The case illustrates the opportunities, challenges and trade-offs involved in the design, prototyping and marketing of the Nano — the so-called people’s car — by Tata Motors Ltd. (TML), a Tata Group company. The case takes place nine months after the company’s chairman, Ratan Tata, launched the Nano, on January 10, 2008, at the 9th Auto Expo in Pragati Maidan, an exhibition center in New Delhi, India. The case asks students to take the position of Ravi Kant, the company’s managing director, in early September 2008, as he faces multiple dilemmas that could lead to the temporary closure of the Nano manufacturing facility in Singur, West Bengal: increasing competition, rising manufacturing costs, aggressive moves by local and global competitors, and stakeholder pressures.
CASE PREPARATION QUESTIONS
1. How sustainable is the Nano?

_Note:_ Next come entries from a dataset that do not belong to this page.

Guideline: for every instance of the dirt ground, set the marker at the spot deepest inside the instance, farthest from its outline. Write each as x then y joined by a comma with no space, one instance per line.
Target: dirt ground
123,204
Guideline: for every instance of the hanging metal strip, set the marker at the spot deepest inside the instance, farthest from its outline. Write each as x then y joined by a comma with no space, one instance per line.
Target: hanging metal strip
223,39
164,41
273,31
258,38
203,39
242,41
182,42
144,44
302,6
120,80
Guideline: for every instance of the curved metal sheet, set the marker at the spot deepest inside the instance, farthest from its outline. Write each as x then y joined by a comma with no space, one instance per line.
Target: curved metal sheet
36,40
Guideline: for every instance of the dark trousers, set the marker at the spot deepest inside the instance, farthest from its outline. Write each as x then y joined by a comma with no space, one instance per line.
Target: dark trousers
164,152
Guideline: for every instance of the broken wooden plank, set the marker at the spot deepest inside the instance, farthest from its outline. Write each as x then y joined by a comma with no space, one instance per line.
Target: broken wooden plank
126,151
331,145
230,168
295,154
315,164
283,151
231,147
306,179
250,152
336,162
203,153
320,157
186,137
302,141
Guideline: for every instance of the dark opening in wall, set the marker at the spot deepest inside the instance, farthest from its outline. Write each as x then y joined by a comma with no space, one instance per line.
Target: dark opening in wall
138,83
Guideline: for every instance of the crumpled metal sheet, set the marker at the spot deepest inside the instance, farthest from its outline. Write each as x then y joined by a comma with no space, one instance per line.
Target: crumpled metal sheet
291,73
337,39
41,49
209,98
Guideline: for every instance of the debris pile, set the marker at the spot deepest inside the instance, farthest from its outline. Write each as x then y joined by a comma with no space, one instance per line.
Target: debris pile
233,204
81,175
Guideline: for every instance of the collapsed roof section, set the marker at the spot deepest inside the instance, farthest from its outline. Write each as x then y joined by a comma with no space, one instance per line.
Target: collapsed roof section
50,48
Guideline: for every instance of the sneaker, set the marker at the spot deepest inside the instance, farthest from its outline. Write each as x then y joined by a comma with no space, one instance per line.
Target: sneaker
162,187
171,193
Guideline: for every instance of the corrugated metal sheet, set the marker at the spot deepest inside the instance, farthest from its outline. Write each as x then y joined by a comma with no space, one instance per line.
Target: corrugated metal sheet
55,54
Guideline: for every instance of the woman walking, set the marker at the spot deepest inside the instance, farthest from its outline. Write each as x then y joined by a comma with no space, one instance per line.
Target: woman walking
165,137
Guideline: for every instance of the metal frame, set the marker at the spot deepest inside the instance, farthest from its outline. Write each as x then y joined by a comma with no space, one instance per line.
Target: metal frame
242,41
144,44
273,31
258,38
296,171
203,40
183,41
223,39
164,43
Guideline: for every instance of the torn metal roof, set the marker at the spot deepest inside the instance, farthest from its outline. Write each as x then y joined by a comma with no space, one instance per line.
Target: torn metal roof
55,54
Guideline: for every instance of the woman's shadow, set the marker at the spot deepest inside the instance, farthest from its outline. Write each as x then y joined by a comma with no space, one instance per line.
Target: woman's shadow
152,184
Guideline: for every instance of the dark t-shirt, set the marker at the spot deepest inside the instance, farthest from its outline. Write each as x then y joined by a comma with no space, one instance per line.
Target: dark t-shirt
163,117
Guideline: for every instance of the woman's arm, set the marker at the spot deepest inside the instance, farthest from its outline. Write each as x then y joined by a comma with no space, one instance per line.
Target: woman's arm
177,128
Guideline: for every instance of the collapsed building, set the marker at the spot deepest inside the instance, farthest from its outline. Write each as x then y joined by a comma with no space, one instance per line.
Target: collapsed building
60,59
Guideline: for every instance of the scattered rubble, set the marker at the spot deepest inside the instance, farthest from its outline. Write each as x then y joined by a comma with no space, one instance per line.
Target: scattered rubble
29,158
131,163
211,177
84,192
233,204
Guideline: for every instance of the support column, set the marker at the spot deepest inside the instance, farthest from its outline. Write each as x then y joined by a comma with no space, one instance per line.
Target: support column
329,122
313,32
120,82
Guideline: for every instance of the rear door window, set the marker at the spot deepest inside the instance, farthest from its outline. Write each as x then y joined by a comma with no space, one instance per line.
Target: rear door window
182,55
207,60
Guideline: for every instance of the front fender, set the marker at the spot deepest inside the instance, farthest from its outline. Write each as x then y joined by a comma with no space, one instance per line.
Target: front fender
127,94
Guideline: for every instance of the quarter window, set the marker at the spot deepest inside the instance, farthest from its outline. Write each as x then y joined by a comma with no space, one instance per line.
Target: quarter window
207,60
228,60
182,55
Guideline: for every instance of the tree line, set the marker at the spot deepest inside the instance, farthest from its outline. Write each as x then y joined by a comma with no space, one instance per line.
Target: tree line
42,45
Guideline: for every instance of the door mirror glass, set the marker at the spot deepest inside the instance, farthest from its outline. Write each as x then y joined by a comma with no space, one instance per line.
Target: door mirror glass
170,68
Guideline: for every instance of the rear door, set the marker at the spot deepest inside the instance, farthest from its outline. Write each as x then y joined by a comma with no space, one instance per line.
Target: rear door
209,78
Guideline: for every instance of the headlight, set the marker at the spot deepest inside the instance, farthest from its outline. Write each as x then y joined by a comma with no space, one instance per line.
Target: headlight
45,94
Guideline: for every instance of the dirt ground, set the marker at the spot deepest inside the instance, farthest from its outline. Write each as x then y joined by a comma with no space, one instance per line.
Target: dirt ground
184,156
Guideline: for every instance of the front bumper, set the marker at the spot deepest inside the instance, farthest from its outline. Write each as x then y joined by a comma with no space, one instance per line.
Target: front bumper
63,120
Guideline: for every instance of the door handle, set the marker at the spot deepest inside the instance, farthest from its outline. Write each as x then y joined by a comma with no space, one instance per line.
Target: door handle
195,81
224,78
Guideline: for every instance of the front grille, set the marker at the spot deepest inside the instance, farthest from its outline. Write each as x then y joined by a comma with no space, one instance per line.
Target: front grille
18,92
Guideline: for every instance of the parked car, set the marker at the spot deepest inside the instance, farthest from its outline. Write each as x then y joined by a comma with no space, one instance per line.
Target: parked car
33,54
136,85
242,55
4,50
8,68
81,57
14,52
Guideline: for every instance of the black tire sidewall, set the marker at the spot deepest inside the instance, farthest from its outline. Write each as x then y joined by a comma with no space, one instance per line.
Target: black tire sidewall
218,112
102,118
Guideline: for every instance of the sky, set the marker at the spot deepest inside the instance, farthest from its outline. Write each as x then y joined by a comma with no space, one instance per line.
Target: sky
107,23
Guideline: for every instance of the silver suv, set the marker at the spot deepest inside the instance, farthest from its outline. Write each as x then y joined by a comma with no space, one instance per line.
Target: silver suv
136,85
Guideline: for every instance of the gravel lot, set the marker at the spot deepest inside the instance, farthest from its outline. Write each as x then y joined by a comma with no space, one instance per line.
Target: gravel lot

How would you rate the Nano in terms of its economic, social and environmental consequences (i.e. net gains, net losses, trade-offs, etc.)? What are the key sources of these gains or losses? What are the differences in the short-term versus the long-term economic, social and environmental footprints?
2. Is the Nano a disruptive innovation, or is it an innovation whose time has come? What are the short- and long-term implications of its launch? What key tensions surround the introduction of the Nano?
What competitive or political motivations maintain these tensions?
3. How does the introduction of the Nano influence sustainability at TML and within the Tata Group? What questions does the Nano raise or answer as TML aspires to a global position in the automotive sector? How does the introduction of the people’s car square with luxury corporate acquisitions (e.g. the UK-based Jaguar)?
4. What are the implications of stakeholder tensions in Singur? What steps should TML (or the Tatas) take? Should TML have done things differently in the past?